Should Hosting Companies Be On The Lookout For Phishing Sites?

from the whose-responsibility? dept

Part of the trouble with phishing attacks is that it's a combination of different things, including setting up a misleading domain, spamming people, and then tricking recipients into filling out their info. That means there are also multiple ways of trying to crack down on phishing scams, from education to stopping spam to checking to see if site URLs are really owned by the company in question. However, one other method may be to stop questionable looking URLs from being registered in the first place. Anti-spam group Spamhaus ran a quick study and noticed that some major hosters, such as Yahoo, seem to be hosting a lot of URLs that have the words eBay, PayPal or bank in the URL. That may be a cause of some concern, but it's not illegal to have such a domain name (unless it's done in a way that violates trademark by confusing visitors). Obviously, though, domains like that may deserve greater scrutiny to see if they're being used in phishing scams. So, the question is, who is responsible for the checking? Should hosting sites and registrars monitor the domain names that are hosted and registered with them? Or does that go beyond their responsibility?


Reader Comments (rss)

(Flattened / Threaded)

  1.  
    identicon
    phishing squirrel, Sep 6th, 2005 @ 11:11am

    At least the ISPs and hosting houses can respond t

    I would think that there should be some sort of accellerated response to complaints about phishing, and ID theft. All it takes is a protected browser, and a script to blast web pages offline if you are a hosting house. And someone to check the complaints, of course.

    These things can persist for days, weeks, and months, however.

     

    reply to this | link to this | view in thread ]

  2.  
    identicon
    Conrad, Sep 6th, 2005 @ 4:58pm

    Re: At least the ISPs and hosting houses can respo

    I own a hosting company, and I would have to agree with the responder above, and point out a small flaw in the article logic.

    Yes, hosters do have a upmost responsibility to respond in a more-than-timely manner to complaints about phishing activities.

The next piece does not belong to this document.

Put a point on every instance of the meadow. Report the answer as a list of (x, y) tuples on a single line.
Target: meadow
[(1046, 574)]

Any host that does not respond in a timely fashion should be taken down by thier ISP (I feel).

    However, it simply is not possible to check all urls and all domain names to see if any one of them have any phishing activity. Yes, hosters should have a flag system - where they flag new customers with suspicious domains internally and check in from time to time (as I do). However, even domains with not-obvious names can be used for bad purposes, and domains with phishing-sounding names can be legit.

    Worse still is that with each new domain registered, there is no history with that client to say they wont put phishing pages on thier site. With the transfer of existing domains, you can see the customers old content and check them out - but with new domains, its blind faith.

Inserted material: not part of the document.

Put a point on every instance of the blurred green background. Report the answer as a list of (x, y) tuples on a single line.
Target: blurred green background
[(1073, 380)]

    Even domains that the hoster has had for years can suddenly go bad - as some have for us. Even years of good service and a good domain, they decided that they couldnt be caught, and were taken offline by us at the first complaint.

    Again - with all the thousands of domains we host, and the sheer numbers of URLs possible in those domains, it is NOT possible to proactively check each web page. But a agressive responce policy to complaints and a general 'checking out' of customers sites can help the community as a whole avoid these issues.